In an opinion that also affirmed the PTAB’s invalidation of several patent claims, the Court distinguished the challenge of AIA Reviews from an 1898 challenge brought to the Supreme Court over patent reissue and the authority of the USPTO to cancel, annul, or correct patents.[1] Specifically, the Court opined that this Supreme Court opinion does not address whether Congress may grant the USPTO the authority to cancel or correct a patent, which Congress has so done since first creating ex parte reexamination proceedings in 1980. In fact, Supreme Court precedent has affirmed the authority of Congress to delegate “disputes over public rights to non-Article III courts,” particularly to agencies whose sole authority is to execute matters of federal law.

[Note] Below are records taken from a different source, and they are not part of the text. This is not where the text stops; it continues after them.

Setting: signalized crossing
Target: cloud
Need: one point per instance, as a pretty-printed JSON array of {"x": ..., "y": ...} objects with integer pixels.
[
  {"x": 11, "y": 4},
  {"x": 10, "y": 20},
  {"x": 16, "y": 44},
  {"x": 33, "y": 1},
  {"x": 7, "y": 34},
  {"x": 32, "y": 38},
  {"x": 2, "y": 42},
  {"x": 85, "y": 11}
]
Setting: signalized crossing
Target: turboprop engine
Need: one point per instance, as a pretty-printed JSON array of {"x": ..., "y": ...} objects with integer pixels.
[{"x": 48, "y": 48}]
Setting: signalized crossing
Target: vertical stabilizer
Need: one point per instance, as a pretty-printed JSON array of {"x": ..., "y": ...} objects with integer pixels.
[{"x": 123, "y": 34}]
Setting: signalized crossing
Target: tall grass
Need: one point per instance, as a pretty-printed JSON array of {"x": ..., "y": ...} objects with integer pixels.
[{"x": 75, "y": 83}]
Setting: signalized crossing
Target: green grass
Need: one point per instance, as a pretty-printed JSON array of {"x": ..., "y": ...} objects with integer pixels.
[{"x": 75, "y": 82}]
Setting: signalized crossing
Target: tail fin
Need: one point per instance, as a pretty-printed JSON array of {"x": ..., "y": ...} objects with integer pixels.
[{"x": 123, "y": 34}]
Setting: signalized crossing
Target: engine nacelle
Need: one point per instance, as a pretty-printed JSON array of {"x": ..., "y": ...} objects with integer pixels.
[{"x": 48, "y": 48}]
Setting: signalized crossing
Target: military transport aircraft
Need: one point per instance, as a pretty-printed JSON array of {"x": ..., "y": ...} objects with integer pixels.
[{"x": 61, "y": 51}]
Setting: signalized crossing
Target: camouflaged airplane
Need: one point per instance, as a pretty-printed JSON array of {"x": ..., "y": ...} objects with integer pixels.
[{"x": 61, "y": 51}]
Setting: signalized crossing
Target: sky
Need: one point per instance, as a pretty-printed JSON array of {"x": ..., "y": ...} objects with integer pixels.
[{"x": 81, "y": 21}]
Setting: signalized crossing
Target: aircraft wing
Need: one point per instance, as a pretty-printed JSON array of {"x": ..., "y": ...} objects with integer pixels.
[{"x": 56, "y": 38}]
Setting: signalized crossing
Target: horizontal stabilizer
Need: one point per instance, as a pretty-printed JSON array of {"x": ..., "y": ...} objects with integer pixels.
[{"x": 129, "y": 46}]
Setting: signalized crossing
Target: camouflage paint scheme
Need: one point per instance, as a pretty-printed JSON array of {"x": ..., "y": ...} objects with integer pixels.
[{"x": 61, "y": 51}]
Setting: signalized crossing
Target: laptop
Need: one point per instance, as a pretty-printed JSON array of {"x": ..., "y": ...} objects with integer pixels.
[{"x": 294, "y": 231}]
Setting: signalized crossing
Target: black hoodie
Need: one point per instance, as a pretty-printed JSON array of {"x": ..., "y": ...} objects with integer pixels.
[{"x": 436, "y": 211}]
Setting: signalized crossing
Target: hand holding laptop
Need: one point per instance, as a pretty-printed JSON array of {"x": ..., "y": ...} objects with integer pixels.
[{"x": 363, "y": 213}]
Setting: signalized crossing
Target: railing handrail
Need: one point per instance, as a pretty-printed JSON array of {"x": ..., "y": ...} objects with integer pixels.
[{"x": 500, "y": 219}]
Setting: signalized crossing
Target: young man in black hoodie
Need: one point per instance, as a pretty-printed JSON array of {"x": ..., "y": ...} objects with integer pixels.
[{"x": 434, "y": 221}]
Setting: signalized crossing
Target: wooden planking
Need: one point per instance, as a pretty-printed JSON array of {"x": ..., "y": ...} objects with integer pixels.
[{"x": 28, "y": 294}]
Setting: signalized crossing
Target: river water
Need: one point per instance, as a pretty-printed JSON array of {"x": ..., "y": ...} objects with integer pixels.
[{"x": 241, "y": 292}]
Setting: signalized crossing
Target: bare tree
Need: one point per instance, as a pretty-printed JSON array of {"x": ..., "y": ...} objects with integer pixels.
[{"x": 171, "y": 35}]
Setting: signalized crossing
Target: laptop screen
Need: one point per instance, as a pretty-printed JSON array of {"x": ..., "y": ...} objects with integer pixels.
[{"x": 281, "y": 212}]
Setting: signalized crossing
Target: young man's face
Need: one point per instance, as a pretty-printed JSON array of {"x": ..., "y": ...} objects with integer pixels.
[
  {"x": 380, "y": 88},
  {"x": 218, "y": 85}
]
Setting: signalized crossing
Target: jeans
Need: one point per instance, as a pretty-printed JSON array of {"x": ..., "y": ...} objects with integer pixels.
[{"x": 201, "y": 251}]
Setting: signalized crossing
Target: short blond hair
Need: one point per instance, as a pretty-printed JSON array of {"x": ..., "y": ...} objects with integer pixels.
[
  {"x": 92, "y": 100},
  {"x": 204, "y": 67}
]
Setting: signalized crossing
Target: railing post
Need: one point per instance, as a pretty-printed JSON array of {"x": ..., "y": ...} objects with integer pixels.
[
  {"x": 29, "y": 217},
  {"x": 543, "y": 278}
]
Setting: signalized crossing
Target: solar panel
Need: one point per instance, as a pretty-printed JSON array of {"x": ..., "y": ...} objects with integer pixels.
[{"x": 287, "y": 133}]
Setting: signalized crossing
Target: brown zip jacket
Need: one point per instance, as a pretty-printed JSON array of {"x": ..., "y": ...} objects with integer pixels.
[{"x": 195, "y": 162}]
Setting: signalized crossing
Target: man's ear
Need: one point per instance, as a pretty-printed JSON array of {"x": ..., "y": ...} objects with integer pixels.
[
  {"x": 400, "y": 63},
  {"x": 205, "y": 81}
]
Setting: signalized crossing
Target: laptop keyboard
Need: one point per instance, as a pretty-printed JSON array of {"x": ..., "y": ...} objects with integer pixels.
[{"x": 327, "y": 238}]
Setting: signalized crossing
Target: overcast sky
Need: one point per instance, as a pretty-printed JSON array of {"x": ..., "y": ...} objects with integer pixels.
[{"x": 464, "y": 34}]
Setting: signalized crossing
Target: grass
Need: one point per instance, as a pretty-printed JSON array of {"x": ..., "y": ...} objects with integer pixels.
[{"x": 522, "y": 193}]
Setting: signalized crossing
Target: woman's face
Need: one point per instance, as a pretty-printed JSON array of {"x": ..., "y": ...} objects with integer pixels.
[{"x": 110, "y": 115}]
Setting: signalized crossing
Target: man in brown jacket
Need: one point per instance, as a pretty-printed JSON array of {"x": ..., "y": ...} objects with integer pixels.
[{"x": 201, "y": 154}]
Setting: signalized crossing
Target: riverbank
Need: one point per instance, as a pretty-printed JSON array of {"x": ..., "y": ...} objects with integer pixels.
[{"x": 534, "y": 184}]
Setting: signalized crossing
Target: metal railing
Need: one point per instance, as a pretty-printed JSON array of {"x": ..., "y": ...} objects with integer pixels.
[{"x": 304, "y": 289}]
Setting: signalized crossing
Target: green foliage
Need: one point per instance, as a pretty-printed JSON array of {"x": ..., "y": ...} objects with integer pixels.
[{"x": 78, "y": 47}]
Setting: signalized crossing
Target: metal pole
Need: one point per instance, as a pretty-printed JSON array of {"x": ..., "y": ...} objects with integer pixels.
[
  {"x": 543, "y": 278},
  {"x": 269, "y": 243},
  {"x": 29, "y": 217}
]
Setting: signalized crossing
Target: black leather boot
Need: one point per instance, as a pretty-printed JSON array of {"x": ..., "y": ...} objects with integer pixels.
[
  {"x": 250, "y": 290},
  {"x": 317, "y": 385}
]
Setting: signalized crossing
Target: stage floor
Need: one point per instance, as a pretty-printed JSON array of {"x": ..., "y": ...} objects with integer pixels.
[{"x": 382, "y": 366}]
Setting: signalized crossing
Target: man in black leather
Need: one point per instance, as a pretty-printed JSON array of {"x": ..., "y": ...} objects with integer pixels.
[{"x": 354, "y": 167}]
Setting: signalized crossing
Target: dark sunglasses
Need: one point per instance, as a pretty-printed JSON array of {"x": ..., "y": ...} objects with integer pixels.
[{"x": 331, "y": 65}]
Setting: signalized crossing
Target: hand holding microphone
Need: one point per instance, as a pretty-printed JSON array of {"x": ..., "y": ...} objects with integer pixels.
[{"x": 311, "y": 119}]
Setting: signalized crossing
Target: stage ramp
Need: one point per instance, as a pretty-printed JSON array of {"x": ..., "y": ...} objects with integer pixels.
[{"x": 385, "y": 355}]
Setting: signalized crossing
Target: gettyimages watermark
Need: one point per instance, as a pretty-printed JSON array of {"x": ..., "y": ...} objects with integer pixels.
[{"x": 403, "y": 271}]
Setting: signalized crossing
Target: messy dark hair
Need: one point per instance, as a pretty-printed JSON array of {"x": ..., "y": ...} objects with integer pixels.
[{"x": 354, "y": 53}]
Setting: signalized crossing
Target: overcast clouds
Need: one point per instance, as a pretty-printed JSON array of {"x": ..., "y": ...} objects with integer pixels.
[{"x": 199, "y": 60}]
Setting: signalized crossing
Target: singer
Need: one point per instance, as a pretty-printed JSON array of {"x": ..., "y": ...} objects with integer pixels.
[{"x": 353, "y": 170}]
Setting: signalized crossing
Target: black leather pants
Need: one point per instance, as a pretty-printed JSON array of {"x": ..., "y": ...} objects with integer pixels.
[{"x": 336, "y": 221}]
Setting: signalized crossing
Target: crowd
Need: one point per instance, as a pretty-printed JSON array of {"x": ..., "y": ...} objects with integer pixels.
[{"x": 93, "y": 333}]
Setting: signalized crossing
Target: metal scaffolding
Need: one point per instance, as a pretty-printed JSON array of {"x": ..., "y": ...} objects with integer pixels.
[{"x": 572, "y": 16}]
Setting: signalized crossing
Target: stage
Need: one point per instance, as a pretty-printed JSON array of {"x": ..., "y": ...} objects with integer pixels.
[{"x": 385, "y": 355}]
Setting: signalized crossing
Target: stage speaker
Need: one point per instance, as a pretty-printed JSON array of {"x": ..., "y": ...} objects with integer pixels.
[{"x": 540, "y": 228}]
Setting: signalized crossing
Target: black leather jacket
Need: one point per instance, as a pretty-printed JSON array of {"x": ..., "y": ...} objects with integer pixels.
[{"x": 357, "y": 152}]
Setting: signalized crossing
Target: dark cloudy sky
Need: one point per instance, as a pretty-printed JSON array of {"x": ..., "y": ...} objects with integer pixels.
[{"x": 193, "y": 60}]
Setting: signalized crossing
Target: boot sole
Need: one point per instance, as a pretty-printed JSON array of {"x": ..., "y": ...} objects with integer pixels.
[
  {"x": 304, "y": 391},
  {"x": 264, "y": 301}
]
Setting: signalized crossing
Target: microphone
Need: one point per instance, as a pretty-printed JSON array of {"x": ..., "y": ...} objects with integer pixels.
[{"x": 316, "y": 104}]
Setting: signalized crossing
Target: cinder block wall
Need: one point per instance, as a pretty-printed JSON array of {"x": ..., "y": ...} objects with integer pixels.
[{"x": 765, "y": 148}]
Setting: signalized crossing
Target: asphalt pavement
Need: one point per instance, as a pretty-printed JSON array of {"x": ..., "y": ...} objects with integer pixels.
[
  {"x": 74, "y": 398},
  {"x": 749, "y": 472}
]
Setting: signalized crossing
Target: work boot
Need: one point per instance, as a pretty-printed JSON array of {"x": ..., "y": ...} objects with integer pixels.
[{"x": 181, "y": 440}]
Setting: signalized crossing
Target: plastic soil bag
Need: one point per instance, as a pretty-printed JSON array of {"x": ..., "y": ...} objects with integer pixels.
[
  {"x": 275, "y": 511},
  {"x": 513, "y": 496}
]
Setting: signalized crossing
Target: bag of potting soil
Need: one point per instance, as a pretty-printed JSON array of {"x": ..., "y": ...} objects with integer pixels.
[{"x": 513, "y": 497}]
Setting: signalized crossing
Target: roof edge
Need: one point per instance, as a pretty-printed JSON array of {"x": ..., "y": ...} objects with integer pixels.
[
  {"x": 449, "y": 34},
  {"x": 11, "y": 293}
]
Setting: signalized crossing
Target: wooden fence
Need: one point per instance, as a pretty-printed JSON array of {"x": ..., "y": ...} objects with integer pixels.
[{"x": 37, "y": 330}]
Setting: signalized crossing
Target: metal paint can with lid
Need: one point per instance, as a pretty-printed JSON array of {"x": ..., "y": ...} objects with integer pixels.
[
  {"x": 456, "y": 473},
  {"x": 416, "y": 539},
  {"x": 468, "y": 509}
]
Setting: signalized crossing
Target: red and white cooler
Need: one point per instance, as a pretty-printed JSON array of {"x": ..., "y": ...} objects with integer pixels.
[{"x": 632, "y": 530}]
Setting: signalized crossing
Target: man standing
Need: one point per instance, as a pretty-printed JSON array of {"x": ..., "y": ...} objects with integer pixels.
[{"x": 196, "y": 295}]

As patents and the granting thereof are primarily public concerns, delegation by Congress of review power to the USPTO is well within the legislature’s authority. The Court discussed that this could be “odd indeed” if Congress had the authority to delegate the power to issue patents to the USPTO, an authority that is fairly indisputable, but did not have the authority to delegate the power to the USPTO to review the patents that it has issued. In support of this assertion, the Court also cited several Federal Circuit opinions in which the constitutionality of other USPTO review proceedings was examined and subsequently upheld.
The Court made similar arguments regarding the assertions that the right to a trial by jury under the Seventh Amendment is not satisfied by AIA Reviews. In particular, the Court cited several decisions articulating congressional authority to assign adjudication in administrative proceedings to federal agencies. Reiterating that patents are public rights, the Court concluded that patents are subject to review by an administrative agency, such that the Seventh Amendment “poses no barrier” to AIA review proceedings.